The Deep Dream algorithm, first devised by researchers as a way to visualize the processes A.I.s use to interpret images, was made open source by Google, in 2015. Since then, many variations, including, Deep Style have emerged.
“It’s like you are on LSD and using everything on the internet to make art,” said Gaskins, speaking of her first impressions of Deep Dream at “Art and Algorithms,” a speaker event hosted by The Frost Museum.
Gaskins first began investigating the Deep Dream system to teach a class of high school students. However, after investigating and experimenting Deep Dream and Deep Style, she began to see the potential for making more serious artwork.
The results from Deep Dream may look impressive quite easily. At first glance, they may even look a lot like a Snapchat filter. However, much thought, careful planning and skill are needed in order to reach a museum quality final product.
“The algorithm does not know color theory. At all,” said Gaskins.
In addition to the gallery showing at The Frost Museum Gaskins’ works will also be featured at the Smithsonian Futures Show in November.

“It’s a lot bigger than what I first started doing teaching high school,” Gaskins said.
A professor and Assistant Director of Lesley University’s STEAM Lab, and artist in residence at the Autodesk Technology Center, Gaskins accomplishments include inventing a glove that turns color into sound, and studying the use of algorithms in traditional African basket weaving.
Gaskin’s mother was a computer programmer but growing up Gaskin’s was much more interested in art.
“I saw my mother’s work and I said ‘that’s not art’, ” Gaskins said. “But once I sat down and started moving pixels around, I got it.”
Gatskins said she attended a magnet High School for the arts, before being accepted to Pratt University, in Brooklyn, NY.
“My first year at Pratt, I took figure drawing, and also typography–which I kind of hated–but it was color theory class that really turned it around,” said Gaskins.

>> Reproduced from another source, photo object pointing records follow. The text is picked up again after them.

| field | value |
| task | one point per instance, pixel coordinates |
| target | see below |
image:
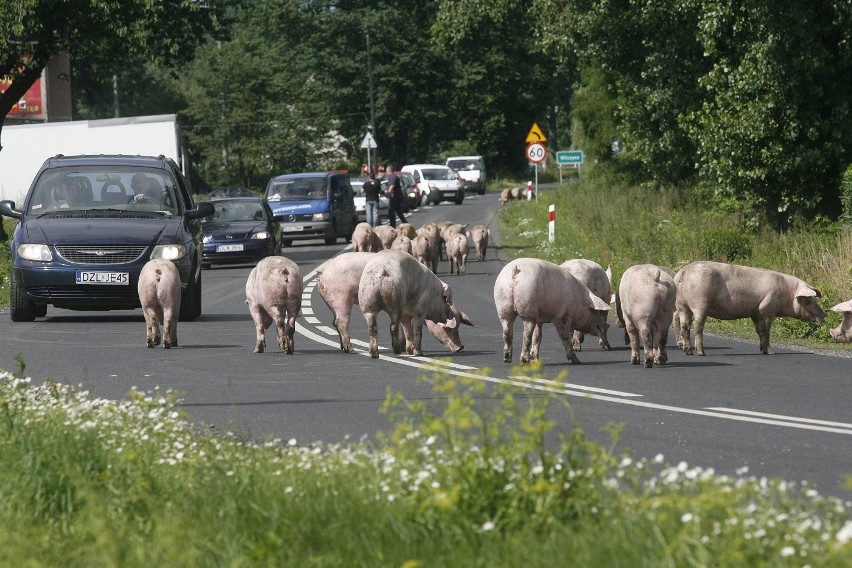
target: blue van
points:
(317, 205)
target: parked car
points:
(316, 205)
(360, 201)
(241, 229)
(472, 171)
(436, 183)
(88, 225)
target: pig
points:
(402, 243)
(727, 291)
(431, 230)
(274, 294)
(543, 292)
(386, 235)
(646, 298)
(843, 332)
(364, 239)
(394, 282)
(338, 284)
(480, 235)
(422, 249)
(406, 229)
(159, 295)
(457, 251)
(598, 281)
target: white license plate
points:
(109, 278)
(229, 248)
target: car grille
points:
(101, 254)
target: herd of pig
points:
(393, 270)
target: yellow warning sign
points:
(536, 135)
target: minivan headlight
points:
(38, 253)
(168, 252)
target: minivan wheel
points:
(20, 308)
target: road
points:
(735, 410)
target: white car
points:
(437, 183)
(472, 171)
(361, 201)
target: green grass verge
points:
(616, 224)
(89, 482)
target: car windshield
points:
(435, 174)
(234, 211)
(114, 188)
(297, 189)
(464, 164)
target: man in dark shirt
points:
(372, 189)
(394, 193)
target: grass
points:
(89, 482)
(619, 225)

Gaskin said that she hopes her work and work like hers will empower African American students to pursue STEAM (Science, Technology, Arts and Math), by showing they have representation both in the world of high-tech and academics.
Gaskins research into African braiding and basket weaving exemplifies how this artist and educator seems to search tirelessly for creative new solutions, in order to fill the lack of representation for African Americans in futurism and high tech.

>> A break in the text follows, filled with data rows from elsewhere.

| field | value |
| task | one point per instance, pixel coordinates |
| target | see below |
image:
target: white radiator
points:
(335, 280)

The first punch card computer systems, invented by Charles Babbage were based on the Jacquard mechanical loom. However, African textile designs, such as those of the Kuba, in the Congo, also had the innovation of generative patterns in textile designs.
And, as Gaskins pointed out, for the Kuba, this innovation came thousands of years before the first early imaginings of modern computers, which came about in the late 19th century.

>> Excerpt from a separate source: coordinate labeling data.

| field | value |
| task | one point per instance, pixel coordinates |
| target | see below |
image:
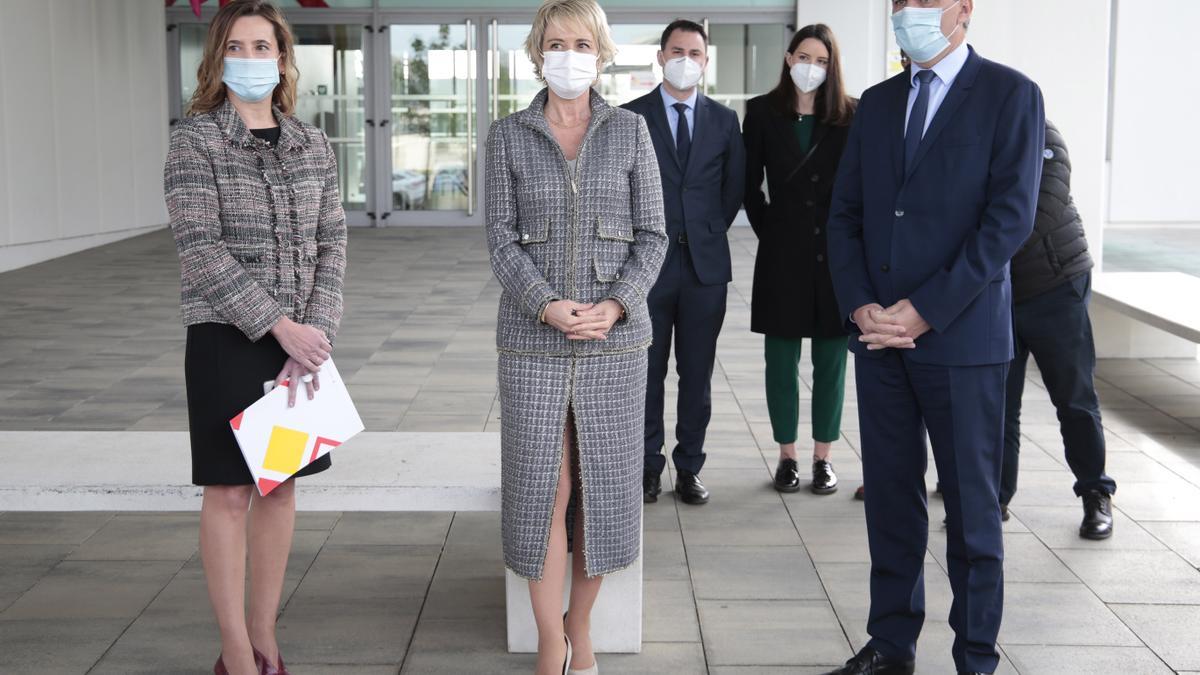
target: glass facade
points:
(406, 105)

Gaskins showed screenshots of a simple drag-and-drop computer interface, designed to teach young students the algorithms, or sets of instructions, necessary to create generative basket weaving patterns.
Gaskins’ glove, an interwoven meshwork of several tiny electronic parts, is yet another outlandish amalgamation of creativity and innovation. The glove plays a different tone for every color it is pointed at.
“What people really wanted was to hear what their skin sounds like,” Gaskins said.
Playing the different sounds people’s skin made under the glove created a kind impromptu symphony, which Gaskins said served to illustrate the beauty of natural variation.
Gaskins was also eager to show off the Island she had built in the virtual world Second Life, while an artist in residency at IBM. Much in step with the digital artist’s other projects, the island appears all at once impressive, high-tech, cerebral and surreal. Half of the island is utopia the other half is dystopia.
She explained that in order to make the surveillance state of her dystopian half of the island, one of the tasks was to make a wall of eyeballs that would follow the user’s avatar–a task which involves triangulating and calculating angles in 3d space.
“It uses a Javascript-type programming language, some of the things in Second Life are drag-and-drop” said Gaskins. “But for this, you need to know some coding.”
She is now working on a collaboration project involving the costumes at Carnival in Trinidad and Tobago. The project will also make use of A.I. technology and is sponsored by The Mozilla Foundation.
Gaskins’ commitment to both art and education seems evident through her wellspring of tech-heavy imaginings which seems to also be matched in equal measure by her prolific execution of innovation projects.
“The idea is not to extract the cultural heritage and not give back. And this is where we get into the idea of futurism—we want to give something back to the future–and the generations to come.”